I was reminded of this conversation when reviewing Hossein Valamanesh's recent work at Greenaway Art Gallery. Valamanesh, the most poetic of artists, consistently presents deceptively simple visual experiences and leaves interpretation to the viewer.
Re-reading several catalogue essays on Valamanesh's work I was struck by the often overly complex language used to describe his work. This language, I felt, was at odds with the actual work, which, beyond the exquisite craftsmanship, has the rugged earthy beauty of the Persian poetry so loved by the artist.
In the introduction to Unseen Rain: the quatrains of Rumi (John Moyne and Coleman Barks 1986) there is a passage that I think aptly describes the work in this exhibition:
But most (of the poems of Rumi)... put vast space where you thought you were standing. Like grief, they flip normal, rational perspective to sudden mystery and clarity. And like short poems from other lineages, they require a lot of emptiness, room to wander, sky, the inward space of patience and longing. They are small doors that somehow are the region they open into.
Rumi's poems (how one would love to be able to read them in the original!) are full of earthy sentiment and humour. Like these lines from One: fragments...Ecstasies translated by Daniel Liebert 1981):
The madmen have seen
The moon in the window;
They are running to the roof
In many ways Valamanesh's art is similarly beyond intellect, or intellectual explanation. They are elemental; each one a small (sometimes not so small) poem. As a body, his work accumulates, just as the poems of a great poet do. For those of us who have followed Valamanesh's work each exhibition is a bit like viewing instalments of an epic poem.
To me this exhibition starts at the piece furthest from the gallery entrance. In You will become earth we see a large digital print of a burial ground in Iran (a vast arena awaiting the not-yet-dead). In front of this 'found' image Valamanesh has placed his own mementos made from local earth. It's a good starting point for the journey that is this exhibition.
In this journey we pass a suitcase containing burning memories; bronze figures cast from words taken from Persian poems; exquisite images made from flower petals and shells; a negative image of a positive photograph where the shadowy figures of the artist and his partner gaze out as if from the other side; arrangements of sticks that might or might not be cast, might or might not be real; and a ladder which, as we climb, becomes more and more like air, until there is nothing. To attempt to reach for the stars is a sad illusion. At the top there is nothing, at least not for us. We start off solid, like rock, but as we climb, we begin to realise the fragility, the transparency, of the struggle. This could be about ageing. It could be about ambition. To me the ladder is the final image, the other extremity of the burial ground, where the eye is led to an infinity as vast and meaningless as the seemingly depthless space of the burial holes.
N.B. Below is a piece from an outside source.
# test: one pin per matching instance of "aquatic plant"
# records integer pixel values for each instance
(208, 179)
This is not to say that there are no quibbles. While every piece in this exhibition is faultless, I felt that not everything connected. I wondered what the relationship was between pieces like Swarm (the swirling patterns seemed both natural and impossibly perfect, like some unwritten law of nature) and more robust pieces like Converge. Maybe I am seeking connections where there are none. Treat them as poems Ian. After all, this is not a film.